Connecticut-based Perkin-Elmer Corp. has formed a new company, Rockville, Md.-based Celera Genomics. Celera officials say they plan to produce a complete library of human genes within three years.
Incyte Pharmaceuticals in Palo Alto also offers software and access to its library of human gene sequences. Incyte CEO Roy A. Whitfield said his company intends to complete the job at an even faster pace--by the end of next year.
The specialized software and high-speed sequencing of genes are at the center of what Whitfield calls the "industrialization of medical research."
And with the explosion of raw information, he said, big drug companies will find themselves spending more on computer hardware and software than they do on gene sequencing.
Times staff writer Paul Jacobs can be reached via e-mail at email@example.com.

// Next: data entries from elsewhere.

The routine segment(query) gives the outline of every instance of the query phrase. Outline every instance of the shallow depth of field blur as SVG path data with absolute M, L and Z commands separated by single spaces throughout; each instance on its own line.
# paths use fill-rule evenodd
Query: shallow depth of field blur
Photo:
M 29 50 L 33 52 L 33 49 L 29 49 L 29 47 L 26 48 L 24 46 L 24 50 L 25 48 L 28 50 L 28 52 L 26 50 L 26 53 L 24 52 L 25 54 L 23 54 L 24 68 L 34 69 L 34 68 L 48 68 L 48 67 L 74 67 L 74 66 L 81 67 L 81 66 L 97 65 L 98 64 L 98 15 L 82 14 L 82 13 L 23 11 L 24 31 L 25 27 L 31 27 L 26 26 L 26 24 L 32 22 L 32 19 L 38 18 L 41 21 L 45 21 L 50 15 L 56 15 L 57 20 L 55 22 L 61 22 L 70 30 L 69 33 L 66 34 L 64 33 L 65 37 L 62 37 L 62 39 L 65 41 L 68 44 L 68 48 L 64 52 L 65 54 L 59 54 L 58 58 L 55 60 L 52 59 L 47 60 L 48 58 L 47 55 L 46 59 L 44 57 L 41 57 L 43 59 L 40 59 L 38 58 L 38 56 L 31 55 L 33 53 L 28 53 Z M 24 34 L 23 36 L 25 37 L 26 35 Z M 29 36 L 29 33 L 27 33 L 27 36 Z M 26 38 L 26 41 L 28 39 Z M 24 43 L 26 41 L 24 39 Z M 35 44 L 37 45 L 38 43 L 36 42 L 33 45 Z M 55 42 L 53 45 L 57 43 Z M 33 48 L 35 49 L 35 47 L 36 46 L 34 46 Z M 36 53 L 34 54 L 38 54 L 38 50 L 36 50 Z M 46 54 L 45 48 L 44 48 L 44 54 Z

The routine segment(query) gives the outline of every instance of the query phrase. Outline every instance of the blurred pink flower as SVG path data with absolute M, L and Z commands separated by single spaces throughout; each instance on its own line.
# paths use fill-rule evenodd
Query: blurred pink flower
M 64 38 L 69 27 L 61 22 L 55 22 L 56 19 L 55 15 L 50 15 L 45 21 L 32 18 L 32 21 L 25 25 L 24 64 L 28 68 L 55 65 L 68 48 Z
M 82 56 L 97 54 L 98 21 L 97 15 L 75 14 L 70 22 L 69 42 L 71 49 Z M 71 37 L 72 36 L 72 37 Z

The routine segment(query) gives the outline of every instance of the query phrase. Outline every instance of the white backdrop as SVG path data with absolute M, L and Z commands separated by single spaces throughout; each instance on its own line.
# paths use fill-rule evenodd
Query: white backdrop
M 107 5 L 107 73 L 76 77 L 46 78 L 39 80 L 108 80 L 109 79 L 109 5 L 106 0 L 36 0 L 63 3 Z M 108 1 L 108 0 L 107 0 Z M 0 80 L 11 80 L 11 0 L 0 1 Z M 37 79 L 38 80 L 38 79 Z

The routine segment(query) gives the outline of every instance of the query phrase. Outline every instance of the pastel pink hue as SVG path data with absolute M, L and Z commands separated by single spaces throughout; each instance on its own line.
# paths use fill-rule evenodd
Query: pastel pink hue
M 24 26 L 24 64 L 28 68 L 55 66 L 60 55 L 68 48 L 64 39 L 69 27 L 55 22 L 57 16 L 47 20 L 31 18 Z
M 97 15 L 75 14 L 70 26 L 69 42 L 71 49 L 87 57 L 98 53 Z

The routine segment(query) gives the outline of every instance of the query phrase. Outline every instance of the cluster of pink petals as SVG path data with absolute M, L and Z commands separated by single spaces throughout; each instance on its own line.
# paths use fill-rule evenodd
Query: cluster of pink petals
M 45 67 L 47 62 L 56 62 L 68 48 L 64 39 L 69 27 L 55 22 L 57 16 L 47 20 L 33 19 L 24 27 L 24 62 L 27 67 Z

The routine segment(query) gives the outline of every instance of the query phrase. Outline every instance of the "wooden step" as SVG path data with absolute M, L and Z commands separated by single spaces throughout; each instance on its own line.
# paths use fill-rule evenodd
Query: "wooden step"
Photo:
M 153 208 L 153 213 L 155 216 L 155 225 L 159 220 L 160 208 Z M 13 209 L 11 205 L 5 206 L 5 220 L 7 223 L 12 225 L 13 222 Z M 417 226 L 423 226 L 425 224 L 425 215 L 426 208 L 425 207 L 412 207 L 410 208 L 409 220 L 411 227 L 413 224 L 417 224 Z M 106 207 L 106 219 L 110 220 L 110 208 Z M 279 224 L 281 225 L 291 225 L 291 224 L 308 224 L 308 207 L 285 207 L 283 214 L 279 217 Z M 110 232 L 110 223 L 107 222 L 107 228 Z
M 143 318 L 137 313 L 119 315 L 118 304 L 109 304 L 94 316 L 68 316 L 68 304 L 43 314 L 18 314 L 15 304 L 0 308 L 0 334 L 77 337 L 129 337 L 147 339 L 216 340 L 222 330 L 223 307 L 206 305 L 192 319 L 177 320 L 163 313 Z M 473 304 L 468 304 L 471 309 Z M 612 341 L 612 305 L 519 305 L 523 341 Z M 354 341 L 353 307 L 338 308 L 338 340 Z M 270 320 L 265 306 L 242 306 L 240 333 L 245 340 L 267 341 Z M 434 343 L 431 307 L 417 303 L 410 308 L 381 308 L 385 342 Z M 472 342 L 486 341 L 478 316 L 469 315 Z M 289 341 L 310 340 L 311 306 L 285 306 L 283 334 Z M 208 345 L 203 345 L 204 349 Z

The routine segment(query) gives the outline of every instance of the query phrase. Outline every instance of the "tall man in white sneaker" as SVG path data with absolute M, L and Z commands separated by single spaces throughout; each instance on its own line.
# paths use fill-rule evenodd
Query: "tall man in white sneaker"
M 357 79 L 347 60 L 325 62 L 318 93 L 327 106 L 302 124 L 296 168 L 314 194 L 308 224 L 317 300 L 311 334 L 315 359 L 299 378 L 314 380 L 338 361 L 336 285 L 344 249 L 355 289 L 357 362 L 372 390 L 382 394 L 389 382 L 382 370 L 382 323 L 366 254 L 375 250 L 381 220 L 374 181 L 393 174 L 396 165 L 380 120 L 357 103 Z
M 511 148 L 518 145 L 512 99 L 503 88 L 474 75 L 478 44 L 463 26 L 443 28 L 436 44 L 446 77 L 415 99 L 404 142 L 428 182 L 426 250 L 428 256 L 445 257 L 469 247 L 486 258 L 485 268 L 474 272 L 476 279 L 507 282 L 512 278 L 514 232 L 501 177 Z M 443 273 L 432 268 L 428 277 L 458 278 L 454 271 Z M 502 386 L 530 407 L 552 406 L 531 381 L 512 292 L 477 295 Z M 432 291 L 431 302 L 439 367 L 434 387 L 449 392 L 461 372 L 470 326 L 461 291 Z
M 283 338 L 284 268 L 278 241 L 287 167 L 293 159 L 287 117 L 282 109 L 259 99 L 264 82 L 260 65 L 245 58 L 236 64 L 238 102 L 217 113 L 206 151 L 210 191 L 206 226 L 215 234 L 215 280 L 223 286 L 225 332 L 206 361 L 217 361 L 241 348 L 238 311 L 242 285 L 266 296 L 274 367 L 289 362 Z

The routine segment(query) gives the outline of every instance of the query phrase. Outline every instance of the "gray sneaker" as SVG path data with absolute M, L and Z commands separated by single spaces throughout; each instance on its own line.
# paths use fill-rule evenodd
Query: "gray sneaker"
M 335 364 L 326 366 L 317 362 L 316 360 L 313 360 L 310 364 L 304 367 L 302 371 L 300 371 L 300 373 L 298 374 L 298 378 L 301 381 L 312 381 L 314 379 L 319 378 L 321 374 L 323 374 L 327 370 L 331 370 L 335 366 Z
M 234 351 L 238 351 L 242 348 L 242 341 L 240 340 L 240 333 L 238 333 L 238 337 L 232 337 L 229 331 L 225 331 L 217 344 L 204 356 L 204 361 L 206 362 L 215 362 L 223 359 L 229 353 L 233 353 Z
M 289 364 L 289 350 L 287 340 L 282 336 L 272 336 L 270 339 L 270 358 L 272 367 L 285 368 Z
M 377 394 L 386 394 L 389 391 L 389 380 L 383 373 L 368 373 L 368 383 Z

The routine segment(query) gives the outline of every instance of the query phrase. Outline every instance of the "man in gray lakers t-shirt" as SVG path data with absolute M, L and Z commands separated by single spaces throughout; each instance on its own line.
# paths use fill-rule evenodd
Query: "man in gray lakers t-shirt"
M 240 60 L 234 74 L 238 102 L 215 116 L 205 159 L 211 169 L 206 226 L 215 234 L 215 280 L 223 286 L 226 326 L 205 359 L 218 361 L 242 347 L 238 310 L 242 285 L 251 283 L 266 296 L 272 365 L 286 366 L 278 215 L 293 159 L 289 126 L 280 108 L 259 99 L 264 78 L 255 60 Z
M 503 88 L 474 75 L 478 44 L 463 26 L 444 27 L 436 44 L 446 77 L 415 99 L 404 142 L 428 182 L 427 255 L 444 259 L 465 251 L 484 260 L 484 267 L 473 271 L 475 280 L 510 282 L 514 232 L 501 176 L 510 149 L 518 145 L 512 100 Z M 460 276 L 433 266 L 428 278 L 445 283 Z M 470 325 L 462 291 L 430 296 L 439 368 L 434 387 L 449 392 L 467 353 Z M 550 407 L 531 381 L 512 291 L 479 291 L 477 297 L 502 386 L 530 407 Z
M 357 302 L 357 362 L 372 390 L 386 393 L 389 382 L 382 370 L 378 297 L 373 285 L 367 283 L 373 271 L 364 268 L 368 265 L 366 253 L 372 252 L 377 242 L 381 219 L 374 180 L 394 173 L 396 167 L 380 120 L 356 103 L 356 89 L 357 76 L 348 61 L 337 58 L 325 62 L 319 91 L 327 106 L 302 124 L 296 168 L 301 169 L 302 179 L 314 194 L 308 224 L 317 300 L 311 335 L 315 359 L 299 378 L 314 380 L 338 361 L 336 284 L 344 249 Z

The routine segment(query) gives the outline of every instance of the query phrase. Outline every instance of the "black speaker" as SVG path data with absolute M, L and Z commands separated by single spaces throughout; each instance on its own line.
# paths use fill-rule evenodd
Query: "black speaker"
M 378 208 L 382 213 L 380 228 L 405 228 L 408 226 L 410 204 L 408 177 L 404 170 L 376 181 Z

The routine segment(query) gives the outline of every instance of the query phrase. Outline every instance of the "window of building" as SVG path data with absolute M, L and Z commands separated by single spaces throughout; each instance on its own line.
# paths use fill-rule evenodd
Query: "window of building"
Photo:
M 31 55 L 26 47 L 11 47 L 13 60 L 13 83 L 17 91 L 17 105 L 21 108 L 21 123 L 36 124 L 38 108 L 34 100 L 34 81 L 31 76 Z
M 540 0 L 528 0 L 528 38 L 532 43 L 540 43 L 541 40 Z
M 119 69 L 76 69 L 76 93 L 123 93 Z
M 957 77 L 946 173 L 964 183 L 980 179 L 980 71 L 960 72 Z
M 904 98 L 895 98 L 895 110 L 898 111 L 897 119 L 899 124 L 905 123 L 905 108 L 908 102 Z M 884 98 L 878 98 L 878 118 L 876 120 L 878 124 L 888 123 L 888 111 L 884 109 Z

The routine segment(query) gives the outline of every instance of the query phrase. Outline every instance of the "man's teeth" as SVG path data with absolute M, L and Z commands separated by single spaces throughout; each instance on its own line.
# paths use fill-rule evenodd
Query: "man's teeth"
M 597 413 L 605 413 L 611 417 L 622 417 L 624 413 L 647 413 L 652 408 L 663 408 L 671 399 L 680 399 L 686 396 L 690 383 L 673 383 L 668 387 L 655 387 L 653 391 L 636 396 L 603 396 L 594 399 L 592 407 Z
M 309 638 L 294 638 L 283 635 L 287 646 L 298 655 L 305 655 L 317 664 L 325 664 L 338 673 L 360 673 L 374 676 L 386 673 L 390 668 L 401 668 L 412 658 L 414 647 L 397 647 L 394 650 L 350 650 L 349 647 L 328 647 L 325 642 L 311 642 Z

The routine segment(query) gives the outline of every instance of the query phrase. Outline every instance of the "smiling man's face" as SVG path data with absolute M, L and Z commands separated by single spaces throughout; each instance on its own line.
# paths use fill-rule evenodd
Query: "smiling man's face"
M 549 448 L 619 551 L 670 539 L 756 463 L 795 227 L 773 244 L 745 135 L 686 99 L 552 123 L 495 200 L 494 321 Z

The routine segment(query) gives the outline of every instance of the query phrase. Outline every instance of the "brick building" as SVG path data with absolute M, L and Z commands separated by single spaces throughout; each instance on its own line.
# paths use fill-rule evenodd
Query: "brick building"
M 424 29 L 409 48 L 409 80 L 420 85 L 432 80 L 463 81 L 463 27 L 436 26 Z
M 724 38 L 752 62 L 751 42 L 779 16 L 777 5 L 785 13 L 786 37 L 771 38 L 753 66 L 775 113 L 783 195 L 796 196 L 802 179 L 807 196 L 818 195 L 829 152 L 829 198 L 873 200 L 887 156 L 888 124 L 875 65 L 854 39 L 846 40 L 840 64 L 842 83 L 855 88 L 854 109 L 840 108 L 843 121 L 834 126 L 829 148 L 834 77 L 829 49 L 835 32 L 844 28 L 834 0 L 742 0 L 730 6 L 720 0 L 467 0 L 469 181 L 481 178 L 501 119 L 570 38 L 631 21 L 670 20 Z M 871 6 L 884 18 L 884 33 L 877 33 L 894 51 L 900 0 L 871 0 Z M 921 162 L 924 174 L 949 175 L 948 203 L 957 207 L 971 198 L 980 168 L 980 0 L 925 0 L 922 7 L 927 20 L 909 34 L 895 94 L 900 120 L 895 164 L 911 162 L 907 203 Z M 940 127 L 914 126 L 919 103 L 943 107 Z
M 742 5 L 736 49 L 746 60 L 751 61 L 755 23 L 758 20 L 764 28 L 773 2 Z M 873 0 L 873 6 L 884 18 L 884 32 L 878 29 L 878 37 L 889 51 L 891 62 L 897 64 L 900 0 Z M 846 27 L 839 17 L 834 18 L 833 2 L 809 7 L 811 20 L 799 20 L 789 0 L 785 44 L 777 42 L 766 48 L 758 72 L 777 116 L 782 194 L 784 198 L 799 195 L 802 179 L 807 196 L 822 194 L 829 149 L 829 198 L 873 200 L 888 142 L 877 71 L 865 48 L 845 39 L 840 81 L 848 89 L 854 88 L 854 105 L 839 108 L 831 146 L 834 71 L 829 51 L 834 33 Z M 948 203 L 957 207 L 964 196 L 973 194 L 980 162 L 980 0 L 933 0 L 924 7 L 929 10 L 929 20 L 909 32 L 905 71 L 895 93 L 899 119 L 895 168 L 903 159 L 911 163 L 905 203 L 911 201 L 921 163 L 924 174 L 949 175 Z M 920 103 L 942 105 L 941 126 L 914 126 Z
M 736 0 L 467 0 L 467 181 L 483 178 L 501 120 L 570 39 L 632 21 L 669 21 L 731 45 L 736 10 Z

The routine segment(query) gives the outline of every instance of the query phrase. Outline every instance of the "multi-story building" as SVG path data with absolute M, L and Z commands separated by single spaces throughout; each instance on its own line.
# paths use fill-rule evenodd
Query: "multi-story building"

(BEGIN TEXT OF INFOBOX / INFOGRAPHIC)
How Computers Aid in Gene Research and Drug Discovery
1. Sequencing Genes: Today automated machines do the laborious job of spelling out, letter by letter, millions of tiny overlapping DNA fragments that make up the human genome. Computer software is needed to reject obvious misspellings, identify overlaps and piece together the bits of code in their proper order.
2. Comparing Diseased and Normal Tissue: Researchers test both the normal and diseased tissue for the presence of thousands of genes, and the software sorts out which genes are activated in the diseased cells.
3. Hunting for Proteins: By translating the DNA code, software programs describe the chemical makeup of a target protein produced by a newly discovered gene. Next, the software combs through databases to find similar substances and make intelligent guesses about the purpose of the newly discovered molecule.
4. Identifying Promising Drugs: Highly sophisticated programs try to visualize how a protein produced by a gene looks in three dimensions and then search for small molecules that might stick to the surface of the protein or fit into crevices in order to block the protein's action.